После операции Лешенька поднялся на ноги удивительно скоро. Мы ходили по маленькой палате, со штативом капельницы, нам не хватало рук, чтобы держать все дополнительные склянки и пакеты, которыми он был обвешан. Но количество их с каждым днем убывало. Мы гуляли по коридору, наконец вышли в больничный парк.
Стояла волшебная золотая осень, теплая, сухая. Под ногами шуршали кленовые листья. Над головой сияло чистое, без единого облака, небо. Я говорила, что через год мы непременно приедем сюда, в Измайлово, и будем вспоминать эти наши послеоперационные прогулки, больницу, хирургов В.Л. и С.Ю. Они отлично сделали свое дело, спасибо им.

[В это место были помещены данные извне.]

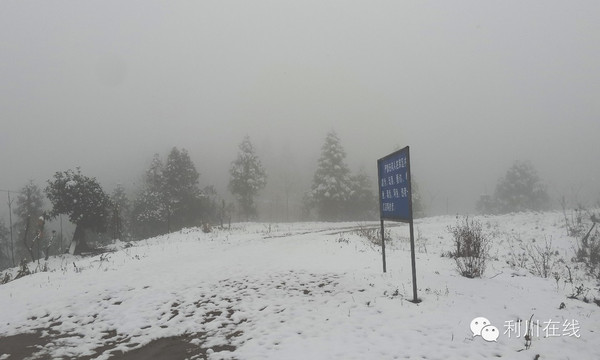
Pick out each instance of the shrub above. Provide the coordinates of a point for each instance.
(471, 247)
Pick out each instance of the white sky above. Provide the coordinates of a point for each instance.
(471, 86)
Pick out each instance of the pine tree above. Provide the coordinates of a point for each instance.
(331, 187)
(120, 208)
(362, 204)
(29, 209)
(248, 177)
(83, 200)
(181, 190)
(150, 205)
(521, 189)
(5, 247)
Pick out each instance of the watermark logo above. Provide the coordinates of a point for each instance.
(481, 326)
(547, 328)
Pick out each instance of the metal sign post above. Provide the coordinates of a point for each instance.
(395, 200)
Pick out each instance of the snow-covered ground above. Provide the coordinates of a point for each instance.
(308, 291)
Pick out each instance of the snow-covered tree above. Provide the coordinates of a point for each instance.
(362, 203)
(150, 205)
(181, 190)
(83, 200)
(5, 246)
(29, 208)
(248, 177)
(332, 185)
(120, 208)
(521, 189)
(170, 198)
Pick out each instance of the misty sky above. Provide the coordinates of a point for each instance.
(471, 86)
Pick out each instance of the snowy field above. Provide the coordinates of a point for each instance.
(305, 291)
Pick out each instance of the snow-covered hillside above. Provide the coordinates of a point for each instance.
(304, 291)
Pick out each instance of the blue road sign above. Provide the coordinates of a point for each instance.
(395, 200)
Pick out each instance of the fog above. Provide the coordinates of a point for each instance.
(470, 86)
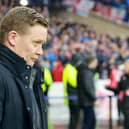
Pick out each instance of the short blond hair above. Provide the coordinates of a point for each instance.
(18, 19)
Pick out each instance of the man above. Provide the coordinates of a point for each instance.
(23, 31)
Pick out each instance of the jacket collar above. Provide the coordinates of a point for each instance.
(14, 62)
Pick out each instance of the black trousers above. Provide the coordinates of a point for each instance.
(74, 114)
(89, 120)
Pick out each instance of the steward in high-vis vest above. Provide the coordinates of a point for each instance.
(48, 81)
(70, 91)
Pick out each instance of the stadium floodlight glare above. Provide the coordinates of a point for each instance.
(24, 2)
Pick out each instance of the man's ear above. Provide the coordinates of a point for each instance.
(11, 37)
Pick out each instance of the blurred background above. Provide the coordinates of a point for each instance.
(81, 27)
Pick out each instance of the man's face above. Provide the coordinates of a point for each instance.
(29, 45)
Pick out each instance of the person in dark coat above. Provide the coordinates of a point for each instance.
(23, 31)
(86, 91)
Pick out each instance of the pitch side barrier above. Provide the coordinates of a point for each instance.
(99, 97)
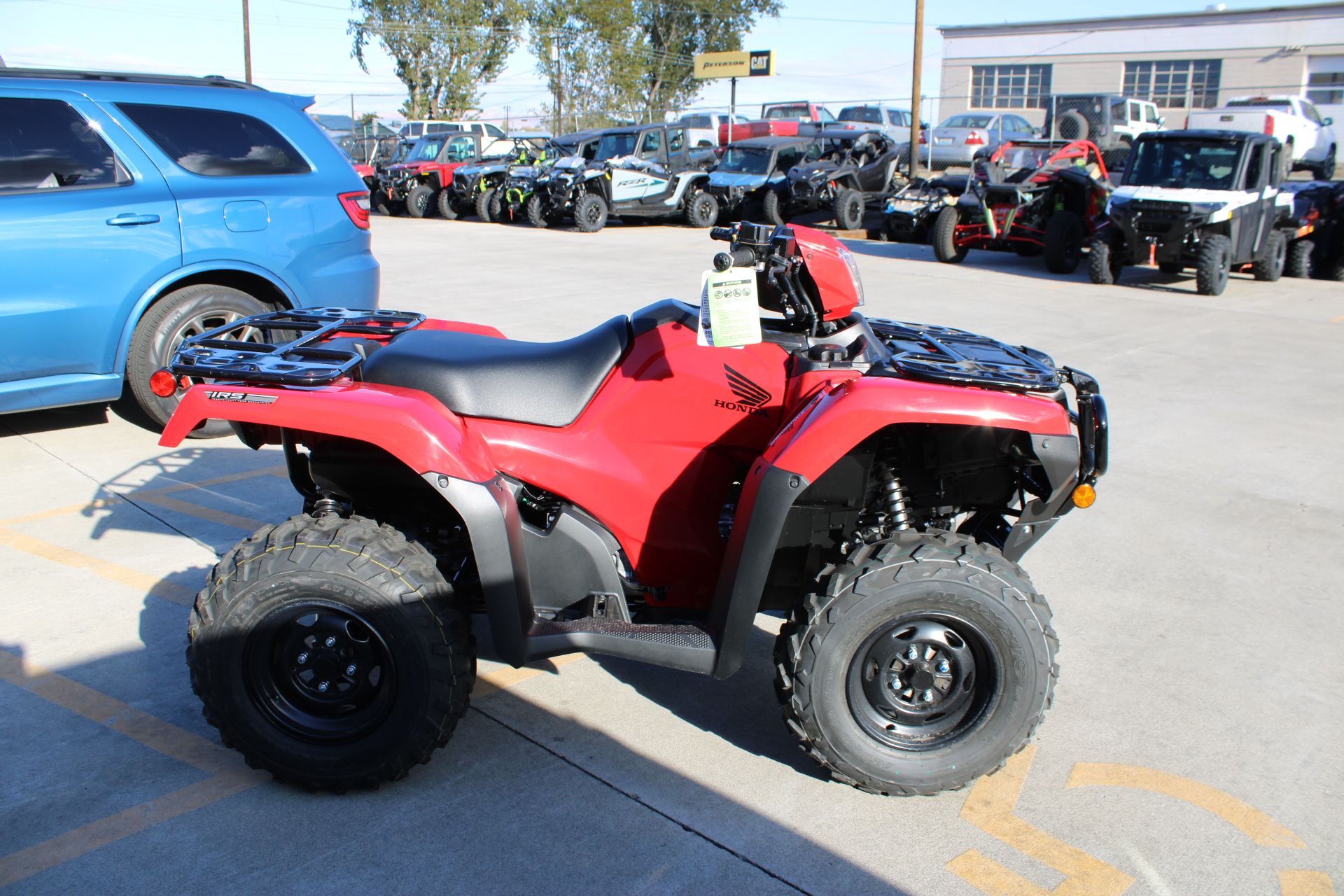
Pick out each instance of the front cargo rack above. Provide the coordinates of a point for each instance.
(946, 355)
(289, 351)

«С.Ю. я вспоминать не буду, – сердито проворчал Лешенька, – он к тебе откровенно клеится. Ты с ним часа два болтала в ординаторской».
Впервые за долгую жизнь я обрадовалась, что Лешенька меня ревнует. Раньше это пугало и раздражало. Он ревновал меня ко всему на свете, не только к людям, но и к вещам. Я должна была всегда носить колечки и сережки, которые он мне дарил, пить кофе из чашек, которые он для меня покупал, подробно рассказывать ему обо всех своих выступлениях, встречах с читателями, поездках, прочитанных книгах. Если какой-нибудь фильм или спектакль я смотрела без него, он обижался совершенно по-детски. Он ревновал меня даже к моим вымышленным героям. «Ты рядом, но тебя как будто нет, ты думаешь только о них, я слышу, как они там у тебя в голове ходят, разговаривают, кашляют, смеются и плачут».
Когда мы ждали первого ребенка, он вдруг заявил: «Ты будешь любить его больше, чем меня, и как же мне тогда жить?» Я решила, что он шутит. Но нет, это оказалось вполне серьезно. И дурацкая детская присказка «Вот я стану старый, толстый, лысый, и ты меня разлюбишь» тоже была вовсе не шуткой.
Во время одной из наших прогулок по больничному парку он сказал: «Мы жили слишком счастливо. Теперь за это приходится расплачиваться».
Я спросила: «С кем расплачиваться?» Он ответил: «Не знаю».